3) Check the result of the independence test using 『eStatU』.

Answer

1) Enter data in 『eStat』 as shown in <Figure 11.2.1>.

<Figure 11.2.1> Data input

Select 'Line Graph' icon from the main menu. If you click variables ‘Gender’, ‘Glasses’, ‘NoGlasses’ one by one, then a line graph as shown in <Figure 11.2.2> will appear in the Graph Area. If you look at the line graph, you can see that the ratio of wearing glasses for men and women are different. For men, there are many male students who wear glasses (80% of men) and many female students who do not wear glasses (60% of women). In such cases, the gender variable and the wearing of glasses are considered related. As such, when two variables are related, two lines of the line graph intersect to each other.

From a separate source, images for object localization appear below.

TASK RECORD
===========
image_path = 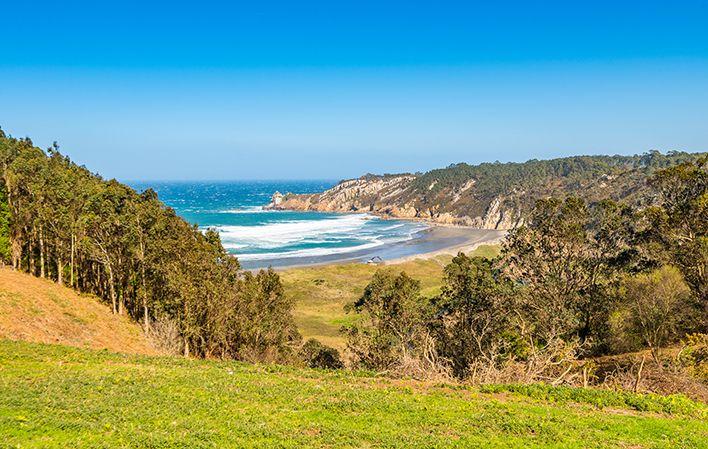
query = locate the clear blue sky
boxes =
[1,0,707,180]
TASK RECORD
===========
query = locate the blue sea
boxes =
[128,181,429,269]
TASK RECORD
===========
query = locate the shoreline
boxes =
[239,222,506,271]
[383,226,506,265]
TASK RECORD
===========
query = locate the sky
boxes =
[1,0,707,180]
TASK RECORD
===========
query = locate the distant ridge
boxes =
[268,151,707,229]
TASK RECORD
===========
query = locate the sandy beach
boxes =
[383,226,506,264]
[241,225,506,270]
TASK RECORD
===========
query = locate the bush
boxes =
[618,266,694,362]
[680,333,708,382]
[301,339,344,370]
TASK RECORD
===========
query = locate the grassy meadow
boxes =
[1,339,706,449]
[281,245,501,348]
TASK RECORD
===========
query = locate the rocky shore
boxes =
[264,176,523,230]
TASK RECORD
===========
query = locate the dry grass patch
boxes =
[0,267,156,355]
[282,245,500,349]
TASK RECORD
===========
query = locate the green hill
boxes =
[1,340,705,449]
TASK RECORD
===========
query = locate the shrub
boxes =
[619,266,693,362]
[301,339,344,370]
[680,333,708,382]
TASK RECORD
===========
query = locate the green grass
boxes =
[283,245,500,349]
[1,340,706,449]
[480,384,705,417]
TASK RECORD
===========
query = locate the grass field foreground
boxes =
[1,340,706,449]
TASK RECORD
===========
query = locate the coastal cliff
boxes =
[267,176,522,229]
[266,152,706,229]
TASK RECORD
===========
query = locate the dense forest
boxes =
[344,158,707,394]
[0,128,299,361]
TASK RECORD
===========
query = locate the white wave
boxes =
[236,239,386,261]
[206,212,430,260]
[378,223,406,231]
[217,206,266,214]
[214,214,372,249]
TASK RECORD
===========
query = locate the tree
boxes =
[647,157,707,311]
[621,266,693,363]
[502,198,619,349]
[0,129,299,362]
[231,268,300,361]
[432,254,512,378]
[345,269,431,370]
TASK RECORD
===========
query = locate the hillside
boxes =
[269,151,706,228]
[1,340,705,448]
[0,129,299,361]
[0,268,156,355]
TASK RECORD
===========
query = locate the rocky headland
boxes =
[265,152,705,230]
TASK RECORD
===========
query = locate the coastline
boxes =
[383,226,506,265]
[240,223,506,270]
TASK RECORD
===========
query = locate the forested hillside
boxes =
[339,156,707,397]
[0,128,298,361]
[272,152,706,228]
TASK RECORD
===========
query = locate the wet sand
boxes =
[240,226,506,270]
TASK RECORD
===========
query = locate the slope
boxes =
[270,151,706,228]
[0,267,156,355]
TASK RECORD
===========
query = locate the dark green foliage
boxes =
[0,129,298,361]
[232,269,301,361]
[432,254,513,377]
[0,185,11,263]
[301,339,344,369]
[344,269,431,370]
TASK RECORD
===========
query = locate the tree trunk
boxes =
[183,337,190,358]
[140,239,149,330]
[39,228,45,278]
[70,233,75,287]
[57,256,63,286]
[11,237,20,270]
[105,261,117,314]
[28,238,34,275]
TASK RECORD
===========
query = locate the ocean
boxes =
[127,180,429,269]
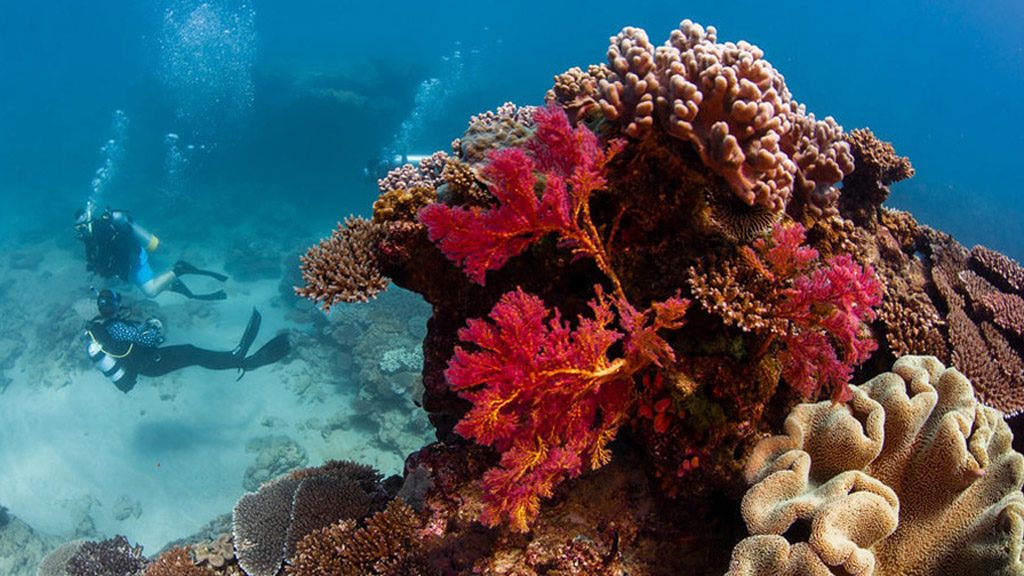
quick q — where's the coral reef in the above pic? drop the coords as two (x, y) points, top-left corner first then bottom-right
(728, 356), (1024, 575)
(248, 16), (1024, 576)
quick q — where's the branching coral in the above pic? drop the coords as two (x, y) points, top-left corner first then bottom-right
(232, 460), (390, 576)
(839, 128), (914, 226)
(296, 216), (389, 309)
(376, 151), (448, 193)
(728, 356), (1024, 576)
(286, 500), (428, 576)
(143, 548), (206, 576)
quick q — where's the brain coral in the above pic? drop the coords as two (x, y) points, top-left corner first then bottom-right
(728, 356), (1024, 576)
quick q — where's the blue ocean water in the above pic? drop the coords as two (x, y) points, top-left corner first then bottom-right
(0, 0), (1021, 571)
(1, 0), (1021, 255)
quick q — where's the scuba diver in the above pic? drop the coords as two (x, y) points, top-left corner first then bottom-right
(84, 289), (291, 394)
(74, 202), (228, 300)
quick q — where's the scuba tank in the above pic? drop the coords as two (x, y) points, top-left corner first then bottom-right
(85, 327), (137, 393)
(109, 209), (160, 253)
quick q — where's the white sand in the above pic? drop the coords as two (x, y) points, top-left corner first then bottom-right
(0, 238), (425, 553)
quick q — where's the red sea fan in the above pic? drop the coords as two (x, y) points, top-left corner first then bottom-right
(445, 288), (632, 531)
(419, 105), (624, 286)
(418, 148), (569, 285)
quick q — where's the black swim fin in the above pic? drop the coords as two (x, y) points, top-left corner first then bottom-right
(170, 279), (227, 301)
(174, 260), (229, 282)
(233, 309), (262, 362)
(238, 333), (291, 379)
(191, 289), (227, 301)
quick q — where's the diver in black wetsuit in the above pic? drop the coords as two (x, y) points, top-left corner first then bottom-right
(84, 289), (290, 393)
(73, 203), (228, 300)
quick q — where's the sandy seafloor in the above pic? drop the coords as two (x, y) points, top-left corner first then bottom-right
(0, 194), (434, 565)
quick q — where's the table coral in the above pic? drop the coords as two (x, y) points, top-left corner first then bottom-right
(233, 460), (392, 576)
(729, 356), (1024, 576)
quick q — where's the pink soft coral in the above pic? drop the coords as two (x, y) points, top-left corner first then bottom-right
(748, 224), (882, 402)
(777, 253), (882, 401)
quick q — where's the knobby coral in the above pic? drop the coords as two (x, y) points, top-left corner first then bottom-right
(728, 356), (1024, 576)
(550, 20), (853, 217)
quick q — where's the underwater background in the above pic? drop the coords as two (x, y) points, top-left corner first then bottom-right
(0, 0), (1021, 573)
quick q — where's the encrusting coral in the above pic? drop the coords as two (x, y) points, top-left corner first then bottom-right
(191, 533), (235, 569)
(372, 186), (437, 225)
(729, 356), (1024, 576)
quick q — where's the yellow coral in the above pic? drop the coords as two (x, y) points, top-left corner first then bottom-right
(372, 186), (437, 224)
(728, 356), (1024, 576)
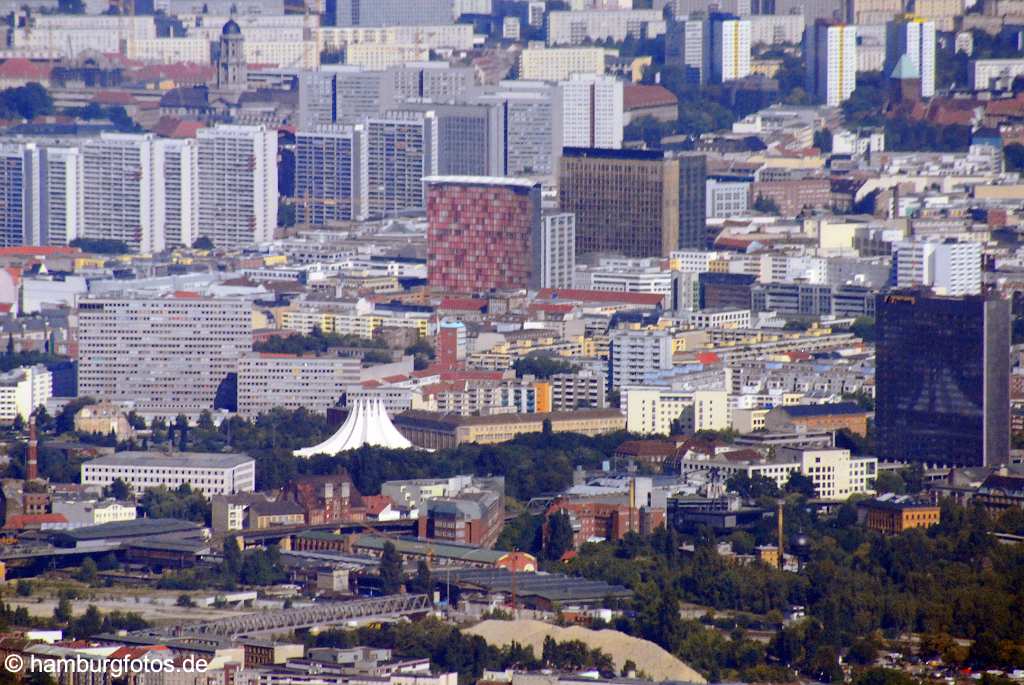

<Figure 11.2.2> Line graph of wearing glasses by gender

2) If two variables are not related (i.e., if the two variables are independent of each other), the contingency table in Table 11.2.1 will show that the proportion of wearing glasses by men or women is equal to 60% which is the proportion of all students wearing glasses. In other words, if two variables are independent, the contingency table should be as follows:

Table 11.2.2 Contingency table when gender and wearing glasses are independent

	Wear Glasses	No Glasses	Total
Men	30	20	50
Women	30	20	50
Total	60	40	100

If there is little difference between the observed contingency table and the contingency table in the case of independence, two categorical variables are said to be independent of each other. If the differences are very large, two categorical variables are related to each other. The independence test is a statistical method for determining that two categorical variables of the population are independent of each other by using the observed contingency table obtained from the sample. The independent test uses the chi-square distribution and the hypothesis is as follows:

$\small H_0 :$ Two variables of the contingency table are independent of each other.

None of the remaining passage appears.